As the shoulder complex begins to heal, as evidenced by motion without pain, dangling passive pendular exercises should be commenced. Following several days of this regimen without pain, the same exercises may begin in the active mode. As the range of motion exercise become less painful with motion, moist heat may be applied, and this could possibly be by the third day in some cases. Additionally, at such a point in the program, it may be of help to apply lidocaine/cortisone phonophoresis using 0.5 percent hydrocortisone ointment and 2.5 percent lidocaine together as the coupling agent using 0.75 W/cm2 pulsed ultrasonic energy. The sonation beam should be directed into the site of the lesion. In this authors experience, the regimen following the acute phase which is most effective is the use of lidocaine/cortisone phonophoresis, range of motion exercises, and moist heat application.

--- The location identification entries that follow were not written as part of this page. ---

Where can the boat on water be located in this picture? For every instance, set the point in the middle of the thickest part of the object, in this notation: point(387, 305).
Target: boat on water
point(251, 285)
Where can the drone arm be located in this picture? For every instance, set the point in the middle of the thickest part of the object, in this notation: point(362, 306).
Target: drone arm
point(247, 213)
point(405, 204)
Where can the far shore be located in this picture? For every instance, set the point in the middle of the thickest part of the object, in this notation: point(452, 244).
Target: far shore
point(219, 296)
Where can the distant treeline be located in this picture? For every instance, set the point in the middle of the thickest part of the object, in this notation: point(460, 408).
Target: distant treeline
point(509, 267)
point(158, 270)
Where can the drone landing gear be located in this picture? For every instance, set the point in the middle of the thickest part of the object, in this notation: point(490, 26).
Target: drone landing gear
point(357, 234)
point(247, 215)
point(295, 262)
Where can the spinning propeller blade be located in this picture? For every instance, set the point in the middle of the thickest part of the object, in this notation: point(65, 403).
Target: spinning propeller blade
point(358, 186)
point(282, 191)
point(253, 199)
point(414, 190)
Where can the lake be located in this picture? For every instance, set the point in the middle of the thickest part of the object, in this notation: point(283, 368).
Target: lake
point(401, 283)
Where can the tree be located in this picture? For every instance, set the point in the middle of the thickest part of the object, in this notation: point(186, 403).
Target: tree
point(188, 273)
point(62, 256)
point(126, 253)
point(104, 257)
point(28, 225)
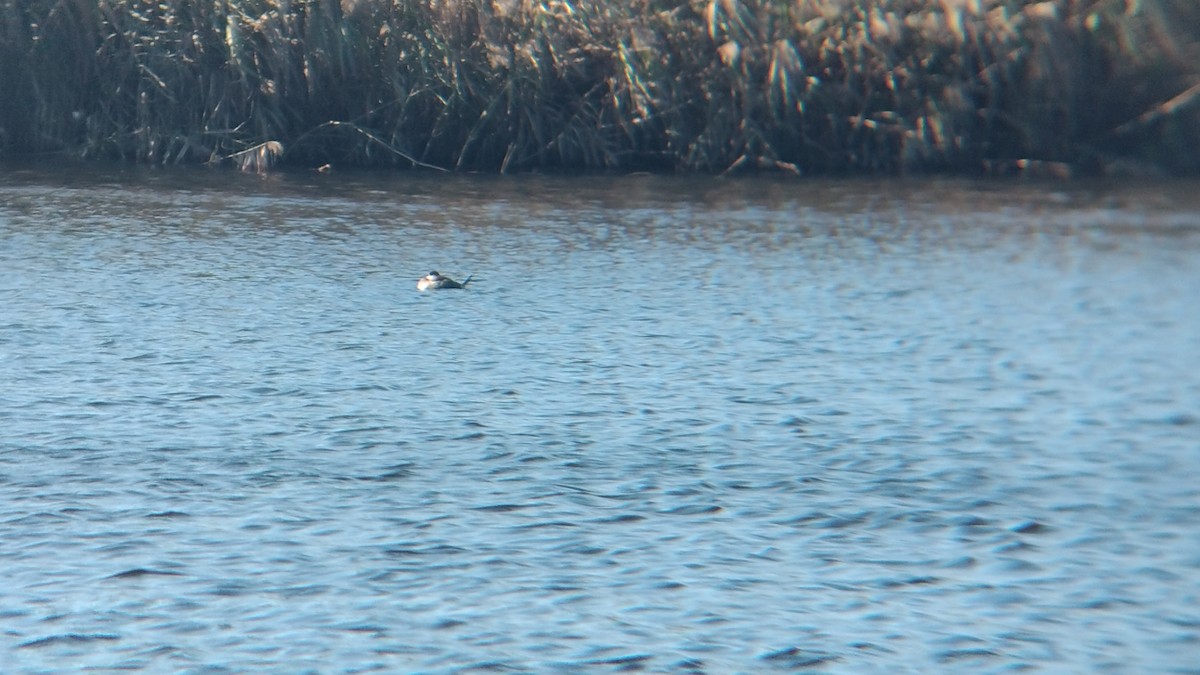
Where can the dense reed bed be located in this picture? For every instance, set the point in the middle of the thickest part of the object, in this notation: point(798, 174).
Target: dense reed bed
point(709, 85)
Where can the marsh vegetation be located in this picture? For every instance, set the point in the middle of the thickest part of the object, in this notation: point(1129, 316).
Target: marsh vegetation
point(705, 85)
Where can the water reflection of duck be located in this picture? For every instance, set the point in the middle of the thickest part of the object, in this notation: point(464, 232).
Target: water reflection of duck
point(433, 281)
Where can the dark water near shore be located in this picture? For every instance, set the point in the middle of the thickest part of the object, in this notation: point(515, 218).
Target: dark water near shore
point(671, 425)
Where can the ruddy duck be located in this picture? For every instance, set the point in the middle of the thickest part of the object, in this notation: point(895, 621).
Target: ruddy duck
point(433, 280)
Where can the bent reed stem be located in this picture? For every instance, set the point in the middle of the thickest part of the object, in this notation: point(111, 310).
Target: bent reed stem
point(511, 85)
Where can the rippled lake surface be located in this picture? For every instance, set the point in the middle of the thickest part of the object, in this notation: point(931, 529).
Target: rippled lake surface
point(671, 425)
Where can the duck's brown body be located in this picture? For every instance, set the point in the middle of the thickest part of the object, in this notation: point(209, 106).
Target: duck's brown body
point(433, 281)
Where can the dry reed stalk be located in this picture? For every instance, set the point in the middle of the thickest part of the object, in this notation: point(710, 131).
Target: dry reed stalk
point(715, 85)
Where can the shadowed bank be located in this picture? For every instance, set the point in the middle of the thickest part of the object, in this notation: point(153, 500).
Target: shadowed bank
point(1061, 87)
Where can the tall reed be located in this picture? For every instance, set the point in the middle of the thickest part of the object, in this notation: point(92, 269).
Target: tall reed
point(503, 85)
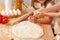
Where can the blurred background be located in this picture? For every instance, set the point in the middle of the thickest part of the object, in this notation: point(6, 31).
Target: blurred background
point(28, 2)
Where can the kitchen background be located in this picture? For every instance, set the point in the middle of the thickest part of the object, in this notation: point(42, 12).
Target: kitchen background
point(28, 2)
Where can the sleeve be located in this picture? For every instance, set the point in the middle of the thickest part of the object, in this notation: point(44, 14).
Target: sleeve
point(49, 5)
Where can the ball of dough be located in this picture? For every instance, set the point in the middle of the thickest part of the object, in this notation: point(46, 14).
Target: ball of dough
point(27, 29)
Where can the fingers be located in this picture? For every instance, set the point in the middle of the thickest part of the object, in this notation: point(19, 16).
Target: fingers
point(32, 19)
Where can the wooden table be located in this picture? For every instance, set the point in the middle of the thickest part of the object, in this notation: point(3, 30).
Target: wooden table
point(48, 34)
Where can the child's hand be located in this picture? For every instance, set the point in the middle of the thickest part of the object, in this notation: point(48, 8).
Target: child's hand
point(32, 19)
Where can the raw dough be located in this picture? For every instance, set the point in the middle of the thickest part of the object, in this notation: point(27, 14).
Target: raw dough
point(27, 29)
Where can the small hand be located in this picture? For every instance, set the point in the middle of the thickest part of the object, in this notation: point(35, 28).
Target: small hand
point(32, 19)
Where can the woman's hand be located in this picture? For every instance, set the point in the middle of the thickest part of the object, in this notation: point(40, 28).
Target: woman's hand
point(32, 19)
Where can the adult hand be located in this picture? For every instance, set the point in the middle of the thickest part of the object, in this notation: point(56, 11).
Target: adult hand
point(32, 19)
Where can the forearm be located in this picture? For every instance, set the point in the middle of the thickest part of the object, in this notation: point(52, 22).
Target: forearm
point(53, 8)
point(52, 14)
point(46, 20)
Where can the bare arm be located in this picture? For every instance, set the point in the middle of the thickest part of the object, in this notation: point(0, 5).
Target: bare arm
point(53, 8)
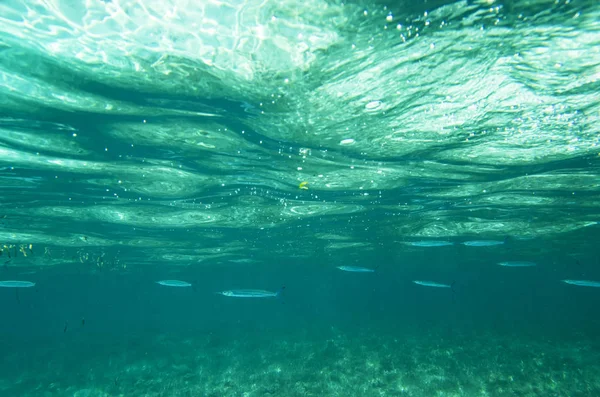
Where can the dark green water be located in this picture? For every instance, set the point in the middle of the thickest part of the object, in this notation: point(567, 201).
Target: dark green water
point(261, 144)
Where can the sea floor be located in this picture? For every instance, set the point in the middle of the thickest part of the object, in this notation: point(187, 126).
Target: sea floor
point(337, 364)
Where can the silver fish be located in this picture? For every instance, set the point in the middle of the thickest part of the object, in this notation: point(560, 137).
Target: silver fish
point(356, 269)
point(16, 284)
point(517, 264)
point(431, 243)
point(174, 283)
point(432, 284)
point(251, 293)
point(583, 283)
point(482, 243)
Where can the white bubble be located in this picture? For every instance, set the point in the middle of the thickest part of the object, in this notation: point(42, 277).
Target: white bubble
point(373, 105)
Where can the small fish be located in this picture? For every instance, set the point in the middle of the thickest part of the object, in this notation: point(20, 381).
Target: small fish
point(251, 293)
point(356, 269)
point(430, 243)
point(16, 284)
point(174, 283)
point(517, 264)
point(433, 284)
point(482, 243)
point(583, 283)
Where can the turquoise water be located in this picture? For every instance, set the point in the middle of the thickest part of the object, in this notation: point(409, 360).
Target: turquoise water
point(262, 144)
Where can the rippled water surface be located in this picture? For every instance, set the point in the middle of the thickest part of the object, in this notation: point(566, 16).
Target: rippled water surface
point(260, 144)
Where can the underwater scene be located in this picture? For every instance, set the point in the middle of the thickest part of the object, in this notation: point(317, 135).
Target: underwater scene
point(284, 198)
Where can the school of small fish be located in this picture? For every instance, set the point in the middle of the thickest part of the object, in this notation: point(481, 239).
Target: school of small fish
point(258, 293)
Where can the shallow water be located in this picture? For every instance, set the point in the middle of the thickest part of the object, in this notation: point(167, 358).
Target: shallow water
point(261, 144)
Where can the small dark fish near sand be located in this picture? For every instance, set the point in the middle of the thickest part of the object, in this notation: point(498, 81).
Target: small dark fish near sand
point(16, 284)
point(583, 283)
point(174, 283)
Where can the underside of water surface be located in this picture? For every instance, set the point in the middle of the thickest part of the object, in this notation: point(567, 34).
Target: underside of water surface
point(410, 191)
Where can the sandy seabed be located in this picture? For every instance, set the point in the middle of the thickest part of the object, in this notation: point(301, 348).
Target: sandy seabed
point(335, 365)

In the opinion of his author, it is unwise to inject additional fluids into an area already inflamed and containing inflammatory edema (excess fluid). Ultrasonic energy, however, has been shown to dissipate tissue fluid and transudate. At one megacycle, the standard medical ultrasonic wave generates approximately five atmospheres of pressure, which is, of course, about 75 p.s.i. of radial pressure. This is the principle mechanism of medical phonophoresis.

References

Cailliet, R: Shoulder Pain. F.A. Davis Publishers, 1980.

Davis RV: Therapeutic Modalities for the Clinical Health Sciences, ed 1. Copyright -- Library of Congress, TU-389-661, 1983.

Griffin JE, Karselis TC: Physical Agents for Physical Therapists, ed 2. Springfield: Charles C. Thomas, 1982.

Krusen, Kottke, Ellwood: Handbook of Physical Medicine & Rehabilitation, ed 2. Philadelphia: W.B. Saunders Company, 1971.

Netter F: Musculoskeletal Disorders. The Ciba Collection, Part II.

Schriber WA: A Manual of Electrotherapy, ed 4. Philadelphia: Lea & Feibiger, 1975.